The important thing is that this book lays out a framework and a hypothesis and we don't have to rely solely on its own claims. The reason I became interested in promoting ponerology as a field is that it goes well beyond Lobaczewski and this book. There are many researchers working on the science behind psychopathy, Cluster B personality disorders, the effect of people with those disorders in various types of systems and so on. So we are amassing more and more data from their work that we can use to assess our view of Lobaczewski's hypotheses and ideas. I write more about that on my page on ponerology as a whole ( http://www.systemsthinker.com/interests/ponerology/ ) and I started http://www.ponerologynews.com and its associated social media to document, among other things, the work of these researchers.
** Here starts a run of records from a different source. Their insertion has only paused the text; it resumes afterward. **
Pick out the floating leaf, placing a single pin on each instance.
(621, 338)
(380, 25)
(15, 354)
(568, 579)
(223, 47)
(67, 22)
I haven't found any other translations, though I haven't really looked for them. And I have no more information about the background than you probably do. For all those reasons, it's important that people not just read this book, but then immerse themselves in the work of others in the fields related to it that provide further support and insight to the ideas Lobaczewski synthesized.
Thanks for getting in touch and let me know if you'd like to talk more about any of this.
Interview with Lobaczewski
One practical consideration for me is that society would benefit from psychological testing of politicians and CEOs. This is naturally highly controversial, but it appears to be a natural prerequisite for public service. If someone is to serve others, is it not rational for the public to be guaranteed that the individual has that capacity? People do background checks for work. It appears that psychological health should be added to the background check - and not according to industry-standard metrics of psychological competence - but according to the more subtle ones referred to in the book.
The assumption for the above is that it is possible to create an adequate protocol for testing. Clearly there is no test available today. But it would be useful if effort was made to create such a test, which is simply part of the due diligence done prior to giving any individual a significant amount of responsibility.